As Kansas district attorney refuses to enforce election law, voter groups won’t resume registration drives

Jason Tidd
Topeka Capital-Journal
A ballot is dropped off into a secure drop-off box during the general elections in Shawnee County in 2020.

Voter advocates won't resume registration drives in Kansas, despite the Douglas County district attorney's refusal to enforce a new election law.

Douglas County District Attorney Suzanne Valdez, a Democrat, announced last week that her office won't prosecute people who violate HB 2183.

"This is not a partisan issue," Valdez said in a news release. "This law criminalizes essential efforts by trusted nonpartisan groups like the League of Women Voters to engage Kansans on participation in accessible, accountable and fair elections. It is too vague and too broad and threatens to create felons out of dedicated defenders of democracy."

Valdez's decision comes ahead of Tuesday's primary elections.

However, the League of Women Voters of Kansas won't be restarting its voter registration drives.

"This doesn’t change anything for us at this time," said Jacqueline Lightcap, the League's co-president. "We feel there are still many unknowns related to this law and look forward to getting clarity soon from the Court."

The law, along with HB 2332, is already the subject of a pair of state and federal lawsuits. Advocates have especially targeted provisions that limit the number of advance ballots an individual can bring to the polls on behalf of someone else and criminalizing conduct that gives the appearance of being an elections official.

Related:Voting rights advocates file dueling lawsuits arguing new Kansas election laws are unconstitutional

Valdez said the definitions of "conduct" and "appearance" are subjective under the law, which doesn't require the "reasonable person" standard. Impersonating an elections official is already illegal under other state statutes.

"Normal, everyday, traditional political activities have been declared unlawful and can potentially carry a prison sentence," Valdez said. "Even the charge itself is a public record. A felony conviction can affect things like employment and housing, not to mention the loss of voting rights."
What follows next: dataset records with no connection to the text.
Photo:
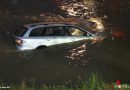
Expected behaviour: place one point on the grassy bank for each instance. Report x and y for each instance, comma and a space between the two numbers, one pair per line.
94, 82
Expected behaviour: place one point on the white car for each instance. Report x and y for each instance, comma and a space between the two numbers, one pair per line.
33, 36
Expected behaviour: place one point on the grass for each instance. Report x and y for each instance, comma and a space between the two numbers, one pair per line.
95, 82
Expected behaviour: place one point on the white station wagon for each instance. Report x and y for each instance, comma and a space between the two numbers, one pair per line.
33, 36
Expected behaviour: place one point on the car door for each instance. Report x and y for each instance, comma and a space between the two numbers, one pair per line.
35, 38
78, 34
56, 35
She said "the inevitable effect" of the law will be "weakened or depleted voter engagement efforts."

Republican legislators have argued in favor of the laws, citing the need to ensure safe and secure elections, despite no known instances of mass fraud in Kansas. The laws were passed by the Legislature over the veto of Democratic Gov. Laura Kelly.
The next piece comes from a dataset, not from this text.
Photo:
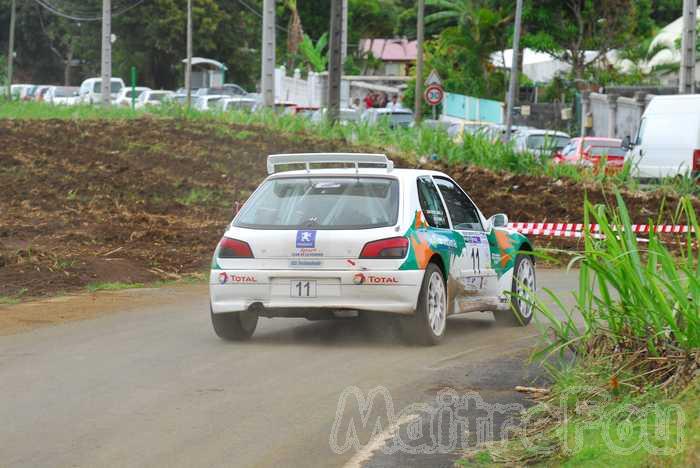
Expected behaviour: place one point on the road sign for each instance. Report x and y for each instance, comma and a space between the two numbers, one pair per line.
433, 79
434, 95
Some advocates have cited concerns that Kansas Attorney General Derek Schmidt could prosecute potential violators in the Lawrence area. Schmidt, a Republican, is also running for governor.
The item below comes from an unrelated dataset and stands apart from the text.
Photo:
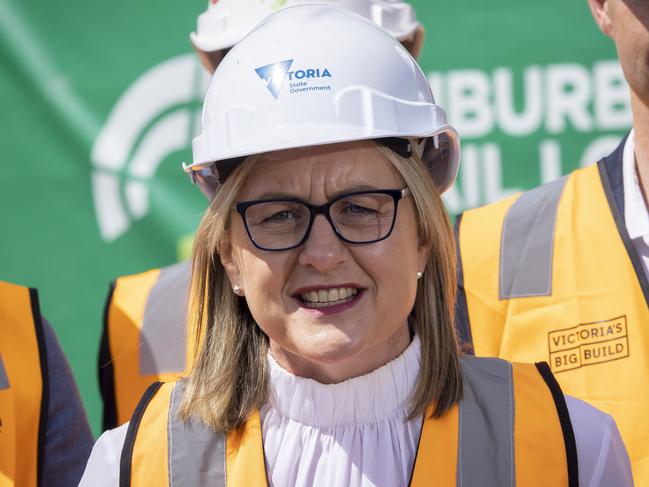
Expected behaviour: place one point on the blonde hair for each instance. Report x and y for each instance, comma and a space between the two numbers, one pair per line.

More:The governor's race is officially underway. What role will Sam Brownback and Donald Trump play?

A spokesperson for the attorney general's office didn't respond to emailed questions, including whether the office will take up enforcement in Douglas County and whether Schmidt considers the local prosecutor's announcement to be a legitimate case of prosecutorial discretion.

On Monday, Schmidt "assured Kansans that election crimes will still be prosecuted" in Douglas County. His statement said law enforcement agencies may present evidence on the "election-integrity law" to his office.

"Thousands of Kansans will go to the polls tomorrow in the municipal primary elections," Schmidt said. "Citizens throughout our state deserve assurance that state election-integrity laws will be enforced and election crimes, like all other crimes, will be prosecuted when warranted by the evidence."

Valdez responded Monday evening, calling Schmidt's statement "a threat" to those who help voters.

"This undermining of my local authority is a disturbing example of overreach, attempted intimidation and partisan bluster," she said.

Jill Jess, a spokesperson for the Douglas County District Attorney's Office, said the office is unaware of other county-level prosecutors who are refusing to enforce the election law.

It isn't entirely unheard of for county prosecutors, who are elected officials, to refuse to enforce laws. 

In May 2020, Reno County District Attorney Keith Schroeder announced that he wouldn't prosecute any cases based on coronavirus-related executive orders issued by Kelly. At the time, Schroeder cited a legal opinion from Schmidt that questioned the legality of the governor’s “rolling” disaster declaration.

Schroeder said he would continue to enforce local health orders.

Last summer, several local law enforcement officials across the state announced they wouldn't enforce the governor’s mask mandate.

“As with the Governor's previous orders, they are not laws, and they are not enforceable,” St. Marys police announced in a Facebook post.

The emergency management law states the governor’s orders “have the force and effect of law during the period of a state of disaster emergency.” The governor may also “require and direct the cooperation and assistance of state and local governmental agencies and officials.”